Localization - Key Properties

Localization preserves and reflects many important algebraic properties, making it a powerful tool for studying rings and modules.

TheoremExactness of Localization

Localization is an exact functor: if $0 \to M' \to M \to M'' \to 0$ is an exact sequence of $R$ -modules, then: $0 \to S^{-1}M' \to S^{-1}M \to S^{-1}M'' \to 0$ is exact as $S^{-1}R$ -modules.

This contrasts with tensor products, which are only right-exact. Exactness makes localization particularly well-behaved for homological computations.

DefinitionSupport of a Module

The support of an $R$ -module $M$ is: $\text{Supp}(M) = \{\mathfrak{p} \in \text{Spec}(R) : M_\mathfrak{p} \neq 0\}$

Geometrically, $\text{Supp}(M)$ is the set of points where the "sheaf" associated to $M$ is non-zero.

ExampleLocalization and Ideals

For an ideal $I \subseteq R$ and multiplicative set $S$ :

$S^{-1}I = \{i/s : i \in I, s \in S\}$ is an ideal of $S^{-1}R$
$(S^{-1}R)/(S^{-1}I) \cong S^{-1}(R/I)$ (localization commutes with quotients)
If $S \cap I \neq \emptyset$ , then $S^{-1}I = S^{-1}R$ (the ideal becomes trivial)

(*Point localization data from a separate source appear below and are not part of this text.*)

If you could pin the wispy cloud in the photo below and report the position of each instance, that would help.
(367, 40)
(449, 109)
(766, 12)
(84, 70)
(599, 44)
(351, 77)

Prime ideals $\mathfrak{p}$ with $\mathfrak{p} \cap S = \emptyset$ correspond bijectively to prime ideals of $S^{-1}R$ .

TheoremLocal Criterion for Properties

Many properties can be checked locally. An $R$ -module $M$ is zero if and only if $M_\mathfrak{m} = 0$ for all maximal ideals $\mathfrak{m}$ .

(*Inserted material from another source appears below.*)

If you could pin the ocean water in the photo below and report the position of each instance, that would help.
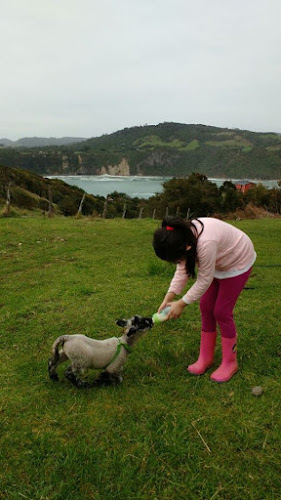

More generally, a sequence of $R$ -modules is exact if and only if it is exact after localizing at every maximal ideal. This is the algebraic version of checking properties "locally" in geometry.

Remark

The stalk at a prime $\mathfrak{p}$ in algebraic geometry corresponds to the localization $M_\mathfrak{p}$ . The philosophy is that global properties can be understood by studying local properties at all points (prime ideals).

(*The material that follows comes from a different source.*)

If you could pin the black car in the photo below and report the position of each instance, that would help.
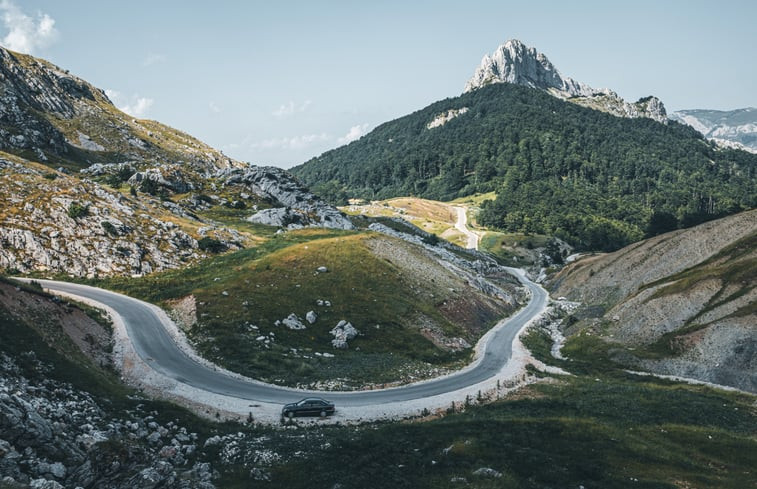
(310, 406)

ExampleLocalization Detects Zero Divisors

An element $r \in R$ is a zero divisor if and only if there exists a prime ideal $\mathfrak{p}$ such that $r/1 = 0$ in $R_\mathfrak{p}$ .

Equivalently, $r$ is a zero divisor if and only if $\text{ann}(r) \not\subseteq \mathfrak{p}$ for some prime $\mathfrak{p}$ , where $\text{ann}(r) = \{a \in R : ar = 0\}$ is the annihilator of $r$ .

TheoremLocalization and Tensor Products

Localization commutes with tensor products: $S^{-1}(M \otimes_R N) \cong S^{-1}M \otimes_{S^{-1}R} S^{-1}N$

Combined with exactness, this makes localization compatible with most constructions in homological algebra.

DefinitionFlat Module

An $R$ -module $M$ is flat if the functor $M \otimes_R (-)$ is exact. Localization $S^{-1}R$ is always flat as an $R$ -module, which is another manifestation of the exactness property.

The exactness and compatibility properties of localization make it an indispensable tool for reducing global problems to local ones, embodying the principle "think globally, compute locally" throughout commutative algebra.